Liss LaFleur (b.1987) is an American media artist exploring filmmaking, queer identity in virtual space, and mediated forms of performance art. In her work, identity entangles memory to articulate the politics of difference through an act of unlearning.

LaFleur’s works are often durational, lyrical, and experimental. She has exhibited both nationally and internationally at venues including: the TATE Modern, Cannes Court Métrage, SXSW, the Reykjavik Art Museum, and CICA in South Korea. Her recently completed solo series, GREENER PASTURES, addresses social conditioning through a restructuring of the contemporary cowgirl — queering constructs of masculinity and consumption. 

She received an MFA in Media Art from Emerson College in 2014, and currently serves as an Assistant Professor of New Media Art at the University of North Texas, in Denton, TX. 


Andrew Erdos, (b. 1985) graduated with a BFA from Alfred University. He has been the subject of solo exhibitions at Claire Oliver Gallery in New York, with Invaluable (2015) and Guaranteed Impermanence (2013). The youngest recipient of the Rakow Commission of the Corning Museum of Glass, his work has been exhibited worldwide and throughout the United States. Notable group exhibitions include Piece by Piece at the Kemper Art Museum, Kansas City (2015); Glass Today: 21st Century Innovations at the New Britain Museum of American Art (2014); Facets of Modern and Contemporary Glass at the Knoxville Museum of Art (2014); Color Ignited: Glass 1962-2012 at the Toledo Museum of Art (2012); Cyberfest at The State Hermitage Museum in St Petersburg (2009), Art Parade at Deitch Projects in New York (2008), and Insatiable Streams at Beijing BS1 Contemporary Art Center in Beijing (2007). 

Erdos’ work can be found in the permanent collections of the New Britain Museum of American Art; the Toledo Museum of Art; the Knoxville Museum of Art; the Corning Museum of Glass; the 21c Museum in Durham, and the Chazen Museum of Art in Madison. Andrew Erdos lives and works in New York City.



About the Curator

Erin Joyce is an independent curator, art critic, and scholar of contemporary art.

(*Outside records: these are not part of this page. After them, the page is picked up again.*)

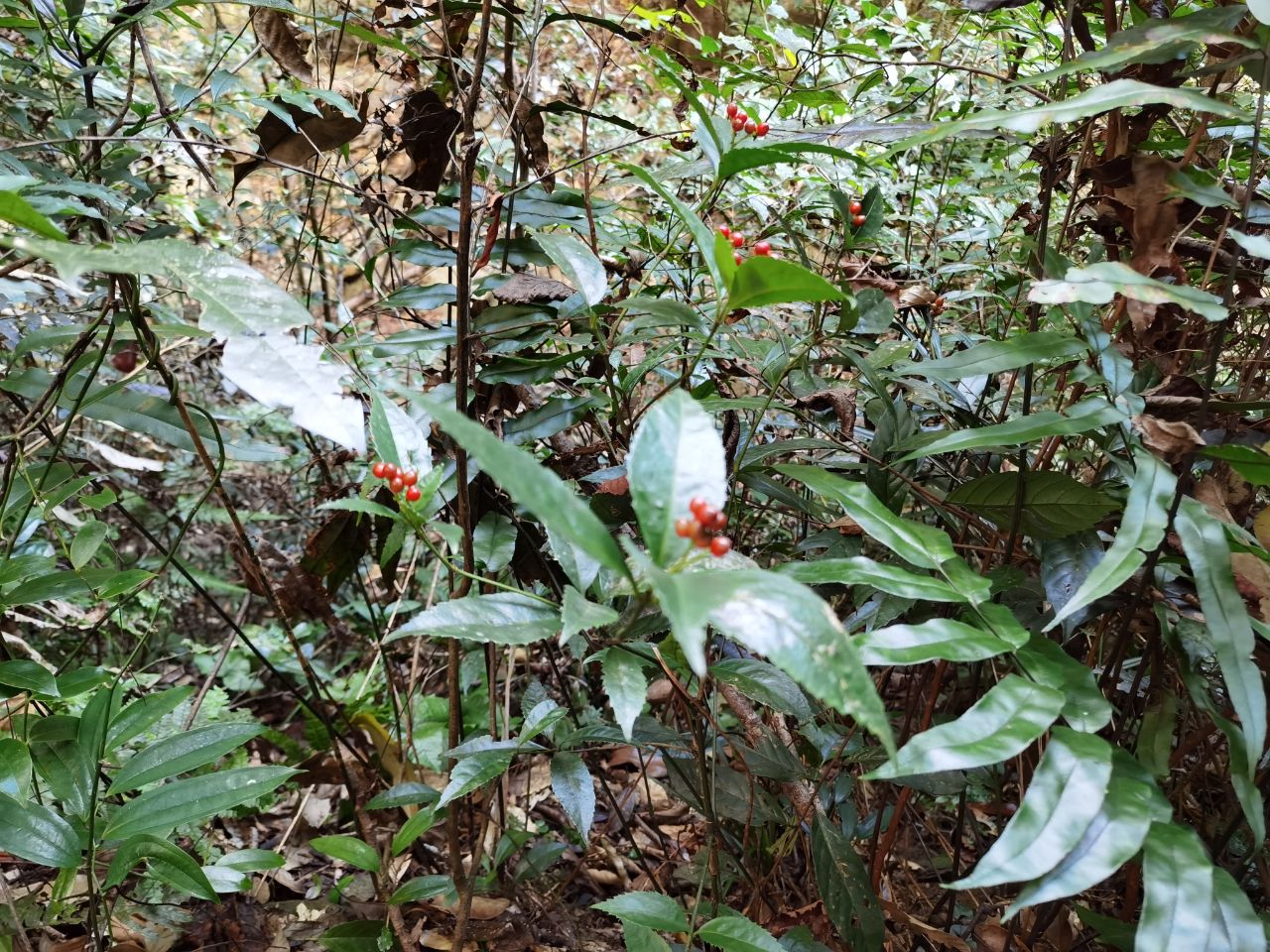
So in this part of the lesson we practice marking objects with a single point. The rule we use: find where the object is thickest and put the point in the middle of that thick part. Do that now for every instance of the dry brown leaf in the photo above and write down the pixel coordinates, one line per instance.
(284, 42)
(1170, 439)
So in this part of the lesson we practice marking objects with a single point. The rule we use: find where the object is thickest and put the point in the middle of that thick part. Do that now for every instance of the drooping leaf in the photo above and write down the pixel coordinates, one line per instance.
(1055, 506)
(1002, 724)
(676, 456)
(574, 788)
(502, 619)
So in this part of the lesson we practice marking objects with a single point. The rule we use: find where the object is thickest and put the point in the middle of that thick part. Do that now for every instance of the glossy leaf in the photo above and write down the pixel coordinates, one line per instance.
(860, 570)
(1062, 801)
(502, 619)
(33, 832)
(1089, 414)
(652, 910)
(1001, 725)
(178, 869)
(190, 800)
(572, 787)
(676, 456)
(1141, 530)
(182, 753)
(349, 849)
(1227, 621)
(997, 356)
(938, 639)
(567, 518)
(1053, 504)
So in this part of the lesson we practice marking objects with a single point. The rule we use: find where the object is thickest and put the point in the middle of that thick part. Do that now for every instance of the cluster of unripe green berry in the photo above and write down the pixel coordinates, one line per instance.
(740, 122)
(701, 527)
(399, 480)
(761, 248)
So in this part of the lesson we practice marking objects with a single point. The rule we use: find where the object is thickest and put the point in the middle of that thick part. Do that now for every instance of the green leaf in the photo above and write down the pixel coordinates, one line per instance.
(648, 909)
(1227, 620)
(1098, 284)
(1064, 798)
(349, 849)
(144, 714)
(33, 832)
(997, 356)
(567, 518)
(182, 753)
(676, 456)
(14, 769)
(938, 639)
(409, 793)
(1084, 708)
(1146, 516)
(1001, 725)
(858, 570)
(474, 772)
(1053, 507)
(776, 617)
(1087, 416)
(24, 674)
(774, 281)
(761, 682)
(502, 619)
(86, 540)
(190, 800)
(844, 888)
(734, 933)
(572, 787)
(175, 866)
(18, 211)
(1119, 94)
(625, 685)
(422, 888)
(578, 264)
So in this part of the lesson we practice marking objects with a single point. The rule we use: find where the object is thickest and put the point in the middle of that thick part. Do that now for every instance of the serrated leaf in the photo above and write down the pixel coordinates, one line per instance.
(572, 787)
(190, 800)
(182, 753)
(1053, 504)
(676, 456)
(350, 849)
(502, 619)
(652, 910)
(1001, 725)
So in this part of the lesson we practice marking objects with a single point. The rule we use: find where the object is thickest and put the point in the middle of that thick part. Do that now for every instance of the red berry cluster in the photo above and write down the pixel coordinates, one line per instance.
(761, 248)
(705, 521)
(743, 123)
(399, 480)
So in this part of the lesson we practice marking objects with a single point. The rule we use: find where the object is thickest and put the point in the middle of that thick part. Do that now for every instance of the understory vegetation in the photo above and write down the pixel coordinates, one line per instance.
(587, 476)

Erin has served as a consultant for SXSW on the implementation of art during the festival, was the interim Special Projects Editor at GOOD Magazine, and was the inaugural art editor for Aslan Media Inc. Erin is also a contributor to Hyperallergic, Salon, Gnovis Journal, SHFT, and content writer for the Modern Art Iraq Archive.  Erin holds a Bachelor of Arts in the History of Art from the University of North Texas, studied contemporary art at Sotheby's Institute of Art London, and a Master of Arts in Museum Studies from Johns Hopkins University.

Erin's projects include exhibitions at Radiator Gallery in New York, IAIA Museum of Contemporary Native Art in Santa Fe, New Mexico, WAAS Gallery in Dallas, LIGHT YEAR in Brooklyn. The-Contemporary in Monterey, California, the Museum of Northern Arizona, and the Coconino Center for the Arts.

As a curator, Erin works with artists in a variety of media, from film works, installation, 2D and 3D mediums, performance art, and public art installations; representing both emerging and mid-career artists. She seeks to bend the notion of how contemporary art is presented and understood, with particular focus on art and curation as a form of activism. Looking both inside and outside the construct of the museum and gallery as venue for art presentation, seeking to refract art through the prism of the environment and contexts in which it was created.